Je grommelle en lui pinçant les hanches, et le pousse ensuite gentiment pour fermer le battant derrière moi en sentant l'air frais continuer de s'immiscer dans mes vêtements.

Je sens sa main venir m'ébouriffer les cheveux, et échappe un rire en m'avançant davantage dans la boutique.

Je serre un peu plus mon manteau autour de moi par réflexe, même s'il fait meilleur à l'intérieur, tandis qu'Élie retire le sien pour l'accrocher sur le portant du couloir réservé au personnel.

— Venez pour dix-neuf heures trente, voire vingt heures, finit-il par me dire en saluant un employé qui pénètre dans l'arrière-boutique pour aller y chercher un article.

— On sera là, je lui confirme en m'avançant vers la sortie.

Il acquiesce en me faisant un petit signe de main, puis je m'empresse de sortir en accélérant le pas pour regagner ma voiture garée sur le parking.

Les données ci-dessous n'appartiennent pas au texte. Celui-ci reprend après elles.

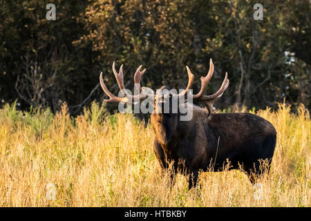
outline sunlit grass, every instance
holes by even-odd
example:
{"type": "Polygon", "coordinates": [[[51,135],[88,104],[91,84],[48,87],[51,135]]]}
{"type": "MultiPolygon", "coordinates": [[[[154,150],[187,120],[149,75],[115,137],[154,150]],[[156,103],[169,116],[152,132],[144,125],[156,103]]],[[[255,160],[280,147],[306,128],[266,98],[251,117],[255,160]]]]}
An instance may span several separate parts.
{"type": "MultiPolygon", "coordinates": [[[[251,110],[254,113],[254,110],[251,110]]],[[[256,113],[276,129],[270,173],[258,182],[262,199],[238,171],[202,173],[200,189],[187,190],[177,176],[167,186],[153,151],[154,135],[130,114],[105,114],[93,103],[70,118],[66,106],[21,112],[0,110],[1,206],[310,206],[309,112],[279,110],[256,113]],[[55,185],[48,200],[47,184],[55,185]]]]}

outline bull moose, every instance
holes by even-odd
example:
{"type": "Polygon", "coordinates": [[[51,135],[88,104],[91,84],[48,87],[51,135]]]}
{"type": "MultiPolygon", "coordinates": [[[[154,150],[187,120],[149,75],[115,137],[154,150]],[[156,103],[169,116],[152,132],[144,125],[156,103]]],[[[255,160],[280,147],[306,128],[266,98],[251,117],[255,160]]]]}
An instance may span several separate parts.
{"type": "MultiPolygon", "coordinates": [[[[148,97],[142,93],[145,88],[140,86],[140,79],[146,69],[140,71],[142,66],[136,70],[134,82],[138,95],[131,95],[124,90],[122,66],[119,73],[113,64],[113,71],[122,97],[113,95],[106,87],[100,74],[100,81],[102,89],[110,97],[107,102],[133,102],[148,97]]],[[[250,113],[215,113],[213,104],[220,98],[229,86],[226,73],[219,90],[211,95],[205,95],[204,90],[214,74],[214,66],[211,59],[209,70],[205,77],[201,77],[201,88],[198,94],[193,95],[193,101],[203,102],[202,108],[185,100],[184,105],[192,106],[193,115],[189,121],[182,121],[185,113],[163,111],[162,105],[169,102],[170,107],[175,97],[185,96],[192,86],[194,75],[186,66],[189,76],[187,88],[179,94],[169,91],[163,86],[160,93],[154,96],[155,110],[151,115],[151,123],[156,135],[153,144],[155,154],[163,169],[170,166],[173,169],[171,178],[182,172],[189,175],[189,188],[197,185],[199,171],[220,171],[230,164],[229,169],[241,169],[248,175],[252,183],[263,173],[261,161],[266,160],[270,170],[276,140],[276,132],[270,122],[250,113]],[[163,91],[166,91],[163,93],[163,91]]],[[[171,110],[171,108],[169,108],[171,110]]]]}

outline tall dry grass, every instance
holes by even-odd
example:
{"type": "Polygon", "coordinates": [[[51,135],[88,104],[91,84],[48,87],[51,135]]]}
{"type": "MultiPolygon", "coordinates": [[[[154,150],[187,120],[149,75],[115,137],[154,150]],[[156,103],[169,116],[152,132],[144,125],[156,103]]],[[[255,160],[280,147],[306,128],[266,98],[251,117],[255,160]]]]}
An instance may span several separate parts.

Mes pieds foulent l'asphalte goudronneux et légèrement enneigé par endroit, et quand enfin je suis à l'abri de ce temps infernal, je pousse un profond soupir en me jetant sur le chauffage.

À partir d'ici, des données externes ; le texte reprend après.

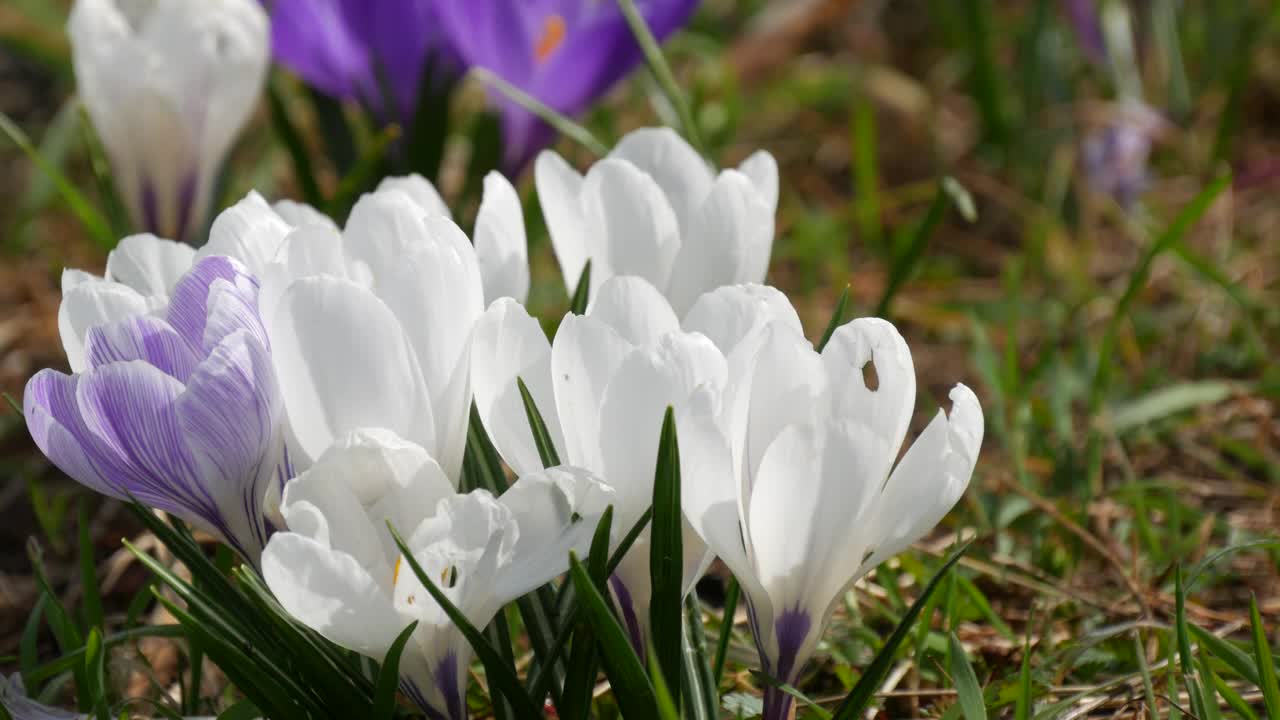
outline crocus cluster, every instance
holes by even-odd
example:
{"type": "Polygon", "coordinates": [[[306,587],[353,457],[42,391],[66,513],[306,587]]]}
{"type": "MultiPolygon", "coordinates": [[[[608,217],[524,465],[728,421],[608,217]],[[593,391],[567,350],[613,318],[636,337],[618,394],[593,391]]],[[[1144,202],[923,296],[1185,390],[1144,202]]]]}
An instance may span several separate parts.
{"type": "MultiPolygon", "coordinates": [[[[553,154],[536,176],[566,279],[593,264],[585,311],[552,338],[522,304],[524,220],[502,176],[474,238],[420,177],[384,181],[342,227],[251,193],[198,251],[134,236],[104,277],[67,273],[73,374],[32,378],[32,436],[86,486],[229,543],[342,647],[380,661],[416,621],[401,688],[462,720],[471,648],[410,568],[483,626],[586,552],[609,506],[617,548],[652,503],[669,407],[685,592],[719,556],[764,671],[795,683],[842,593],[963,495],[978,400],[956,386],[899,459],[915,406],[899,332],[852,320],[818,351],[760,284],[767,152],[717,173],[643,129],[585,176],[553,154]],[[472,407],[516,477],[498,497],[460,492],[472,407]]],[[[645,529],[608,580],[641,657],[658,630],[649,553],[645,529]]],[[[765,717],[790,702],[767,691],[765,717]]]]}

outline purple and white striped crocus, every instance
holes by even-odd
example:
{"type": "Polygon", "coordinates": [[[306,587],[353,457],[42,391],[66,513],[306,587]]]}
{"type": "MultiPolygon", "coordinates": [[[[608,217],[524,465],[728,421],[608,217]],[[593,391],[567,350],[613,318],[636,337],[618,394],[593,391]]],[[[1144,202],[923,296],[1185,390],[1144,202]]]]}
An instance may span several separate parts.
{"type": "Polygon", "coordinates": [[[74,374],[41,370],[23,397],[40,450],[79,483],[182,518],[256,565],[289,473],[257,281],[224,256],[150,299],[84,275],[60,314],[74,374]]]}
{"type": "Polygon", "coordinates": [[[357,429],[284,488],[289,529],[271,536],[262,577],[291,615],[378,661],[416,620],[401,656],[401,689],[431,720],[465,720],[471,646],[404,562],[387,523],[483,628],[563,573],[611,501],[599,480],[568,466],[539,468],[502,497],[460,495],[421,446],[357,429]]]}
{"type": "Polygon", "coordinates": [[[77,0],[67,31],[134,228],[189,238],[262,90],[266,14],[253,0],[77,0]]]}
{"type": "MultiPolygon", "coordinates": [[[[662,40],[689,20],[698,0],[636,5],[662,40]]],[[[643,59],[617,3],[436,0],[435,13],[466,65],[485,68],[566,115],[588,110],[643,59]]],[[[550,143],[554,131],[506,97],[497,102],[503,168],[515,176],[550,143]]]]}
{"type": "MultiPolygon", "coordinates": [[[[685,319],[726,352],[717,406],[677,418],[685,516],[733,571],[764,671],[796,683],[858,579],[932,529],[969,484],[982,445],[978,398],[951,391],[893,466],[915,405],[915,370],[890,323],[840,327],[822,352],[772,288],[726,287],[685,319]],[[873,365],[878,386],[864,382],[873,365]]],[[[769,687],[765,720],[791,696],[769,687]]]]}

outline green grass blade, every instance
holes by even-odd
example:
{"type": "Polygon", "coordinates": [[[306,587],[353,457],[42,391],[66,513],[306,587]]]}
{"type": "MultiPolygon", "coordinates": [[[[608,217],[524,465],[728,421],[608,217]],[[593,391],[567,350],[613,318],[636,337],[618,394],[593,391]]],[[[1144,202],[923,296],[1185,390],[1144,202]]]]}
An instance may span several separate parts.
{"type": "Polygon", "coordinates": [[[589,129],[577,124],[567,115],[563,115],[553,110],[545,102],[538,100],[532,95],[529,95],[524,90],[520,90],[518,87],[502,79],[494,73],[484,68],[472,68],[471,77],[479,79],[481,83],[492,87],[493,90],[497,90],[498,92],[503,94],[507,97],[507,100],[511,100],[516,105],[520,105],[525,110],[529,110],[530,113],[538,115],[547,124],[556,128],[557,132],[572,140],[573,142],[577,142],[582,147],[590,150],[595,156],[603,158],[609,154],[608,146],[596,140],[596,137],[591,135],[589,129]]]}
{"type": "Polygon", "coordinates": [[[1280,685],[1276,684],[1276,666],[1271,660],[1271,644],[1267,642],[1262,615],[1258,614],[1258,598],[1249,596],[1249,620],[1253,626],[1253,657],[1258,666],[1258,687],[1262,689],[1262,702],[1267,717],[1280,717],[1280,685]]]}
{"type": "Polygon", "coordinates": [[[111,232],[111,225],[106,222],[106,218],[90,204],[81,191],[76,190],[76,186],[67,179],[67,176],[40,155],[40,151],[32,145],[27,133],[22,132],[22,128],[4,113],[0,113],[0,133],[8,136],[36,164],[40,172],[52,181],[54,186],[58,187],[59,195],[63,196],[63,201],[67,202],[67,206],[76,214],[76,218],[84,225],[84,229],[97,242],[99,247],[102,250],[115,247],[118,238],[111,232]]]}
{"type": "Polygon", "coordinates": [[[840,300],[836,301],[836,309],[831,311],[831,319],[827,320],[827,329],[822,331],[822,340],[814,346],[818,352],[827,347],[831,342],[831,336],[836,334],[836,328],[845,322],[845,309],[849,306],[849,286],[845,286],[844,292],[840,293],[840,300]]]}
{"type": "Polygon", "coordinates": [[[987,720],[987,702],[982,698],[982,685],[978,684],[978,675],[969,664],[964,646],[955,633],[947,637],[951,656],[951,682],[956,685],[956,694],[960,696],[960,711],[965,720],[987,720]]]}
{"type": "Polygon", "coordinates": [[[591,295],[591,260],[582,265],[582,273],[577,275],[577,287],[573,288],[573,297],[568,301],[568,311],[575,315],[586,314],[586,304],[591,295]]]}
{"type": "Polygon", "coordinates": [[[680,707],[681,598],[684,596],[684,514],[680,507],[680,445],[676,413],[668,406],[662,419],[658,464],[653,479],[653,533],[649,541],[649,577],[653,594],[649,626],[653,655],[662,667],[672,701],[680,707]]]}
{"type": "Polygon", "coordinates": [[[960,546],[951,553],[951,557],[942,564],[942,568],[933,574],[929,583],[924,585],[923,591],[920,591],[920,597],[915,598],[915,602],[911,603],[906,615],[904,615],[902,620],[897,624],[897,628],[893,628],[893,634],[884,641],[884,646],[881,647],[879,652],[877,652],[876,657],[872,660],[872,664],[863,671],[863,676],[858,679],[858,684],[855,684],[854,689],[845,697],[845,701],[840,703],[840,707],[832,715],[833,720],[856,720],[863,716],[867,706],[870,705],[872,700],[876,697],[876,691],[879,689],[879,684],[884,679],[884,675],[888,674],[890,666],[893,664],[893,655],[897,652],[899,646],[902,644],[902,641],[906,639],[906,635],[910,634],[911,626],[915,624],[915,619],[920,615],[920,610],[924,607],[924,603],[928,602],[929,596],[933,594],[934,589],[937,589],[938,583],[942,582],[942,578],[947,575],[947,571],[951,570],[968,548],[969,542],[960,546]]]}
{"type": "MultiPolygon", "coordinates": [[[[485,676],[489,679],[489,691],[492,693],[500,693],[502,697],[511,703],[516,717],[520,717],[521,720],[540,720],[541,711],[534,701],[529,698],[525,688],[521,687],[520,679],[516,676],[516,669],[503,662],[502,653],[485,641],[484,635],[480,634],[480,630],[476,630],[475,625],[467,620],[467,616],[463,615],[462,611],[449,601],[449,597],[435,585],[426,571],[422,570],[417,559],[413,557],[408,546],[404,544],[404,538],[401,537],[399,532],[390,524],[387,527],[390,530],[392,538],[394,538],[396,546],[399,548],[402,557],[408,561],[410,568],[413,570],[413,575],[416,575],[417,580],[422,583],[426,592],[431,593],[431,598],[435,600],[436,605],[439,605],[442,610],[444,610],[444,614],[449,616],[449,620],[458,629],[458,632],[462,633],[462,635],[467,639],[467,643],[471,644],[471,648],[480,659],[480,662],[485,669],[485,676]]],[[[497,698],[493,700],[497,701],[497,698]]]]}
{"type": "Polygon", "coordinates": [[[644,665],[636,657],[631,641],[618,625],[617,618],[613,616],[600,591],[588,575],[586,568],[572,553],[570,555],[570,578],[573,582],[579,606],[595,634],[596,647],[604,662],[604,673],[613,687],[613,697],[617,700],[622,716],[658,717],[658,698],[645,675],[644,665]]]}
{"type": "Polygon", "coordinates": [[[733,615],[737,614],[737,601],[742,594],[737,578],[730,578],[724,589],[724,610],[721,612],[721,637],[716,643],[716,662],[712,665],[712,680],[717,692],[724,678],[724,660],[728,657],[728,643],[733,638],[733,615]]]}
{"type": "Polygon", "coordinates": [[[534,433],[534,445],[538,446],[538,457],[541,459],[543,468],[559,465],[559,452],[556,451],[552,433],[547,429],[543,414],[538,411],[538,404],[534,402],[525,378],[516,378],[516,386],[520,388],[520,400],[525,404],[525,418],[529,420],[529,430],[534,433]]]}
{"type": "Polygon", "coordinates": [[[396,715],[396,691],[399,688],[399,659],[404,652],[404,644],[417,629],[417,620],[401,630],[396,642],[387,651],[381,666],[378,669],[378,689],[374,691],[372,720],[390,720],[396,715]]]}
{"type": "Polygon", "coordinates": [[[704,151],[705,149],[703,146],[701,133],[698,132],[698,123],[694,120],[694,111],[689,106],[689,99],[685,97],[685,92],[680,88],[680,83],[676,82],[676,76],[671,72],[671,65],[667,64],[667,58],[662,54],[658,38],[655,38],[653,36],[653,31],[649,29],[649,23],[646,23],[644,15],[640,14],[640,9],[636,8],[635,0],[617,0],[617,3],[618,8],[622,9],[622,17],[627,19],[627,26],[631,27],[631,35],[635,36],[636,42],[640,44],[640,51],[644,53],[645,63],[648,63],[653,77],[657,78],[658,87],[662,88],[662,92],[667,96],[671,106],[676,109],[676,114],[680,117],[680,124],[684,126],[685,129],[685,137],[689,138],[689,143],[692,145],[695,150],[699,152],[704,151]]]}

Je laisse le moteur tourner quelques minutes, et me frotte les mains engourdies par le froid en me rejouant en boucle la conversation que je viens d'avoir avec Élie.

Ça m'a fait du bien de lui parler de tout ça. De constater que lui aussi a remarqué la façon dont on tient l'un à l'autre, avec Athalia.

Évidemment, je n'ai besoin de personne pour valider ma relation, mais entendre mon meilleur ami parler de nous de la sorte a quelque chose de gratifiant. De réconfortant.

Tu es amoureux, m'a-t-il dit.

Oui, je le suis. Et c'est l'un des plus beaux sentiments du monde.